I was put on an IV saline drip, so I would get some fluids.

As soon as the CBC results came back, the nurse would start with the pre-medication. I would get a steroid to counter the nausea.

And then the wait began. It would take up to an hour or sometimes two to get the actual chemo medication. The pharmacy at the Cancer Center was so busy they couldn’t handle the volume and it would be a slow and lengthy process. In the end I got used to this and knew what to expect, but it added a whole lot to my anxiety the first time.

Finally, the medication was delivered.

First it was C, which stands for Cyclophosphamide, which came in a little bag, that would be directly hooked up to my IV and slowly drip until the bag was empty.

The second drug, the A, is Adriamycin, also known as the Red Devil. It is called that way because it is a red liquid. You will have red or orange colored urine for a few days following the treatment.

The nurse would dress up in a special gown and gloves and would inject the chemo drug into the IV. It looked like a very big needle filled with a red substance. She has to slowly administer the drug.

Almost immediately after she was done, I started to feel very strange. It is hard to describe, but I got this strange headache like sensation and my vision was blurry.

I told the nurse and they immediately called a code rescue. This is standard protocol in the hospital and right away, there were multiple nurses and doctors surrounding me to ensure I wasn’t having an allergic reaction to the chemo drugs. After a few minutes, the strange sensation faded, but the headache remained.

It turned out, I was having a reaction to the steroids. I was told to take some Tylenol when I got home, which I did but I would feel weird for a few days.

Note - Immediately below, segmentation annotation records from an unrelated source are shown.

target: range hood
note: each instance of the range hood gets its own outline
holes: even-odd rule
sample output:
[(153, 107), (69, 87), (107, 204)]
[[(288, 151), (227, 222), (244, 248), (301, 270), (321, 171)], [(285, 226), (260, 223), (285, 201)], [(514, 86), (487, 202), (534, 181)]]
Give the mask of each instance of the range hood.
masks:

When we finally got home and I went straight to bed. I didn’t have much of an appetite. After falling asleep and sleeping for a few hours, I woke up in the middle of the night very very nauseas. I had received some medication to prevent the nausea, but just the thought if having to take anything and swallow made it worse. Instead, I laid completely still and would focus on a single point in the room. This was the only thing that help and eased it. I would fall asleep again and the next morning the nausea was gone.

I had multiple small meals throughout the day to not aggravate the nausea. I would start taking my Claritin on Saturday in anticipation of Sunday.

On Sunday morning, I had to go back to the hospital to get a shot of Neulasta. Neulasta helps the body make white blood cells after receiving chemo. One of the side effects is bone pain, something I thankfully did not experience. I took the Claritin to counter the histamine production Neulasta activates.

By Monday, I would start to feel like myself again. On Friday it was back to the hospital for a CBC, to ensure all my blood levels were fine and my body was producing sufficient levels of white blood cells.

The AC treatment protocol was one week chemo, one week off in a total of four rounds. Before starting the next round, I would see my oncologist to ensure I was doing ok.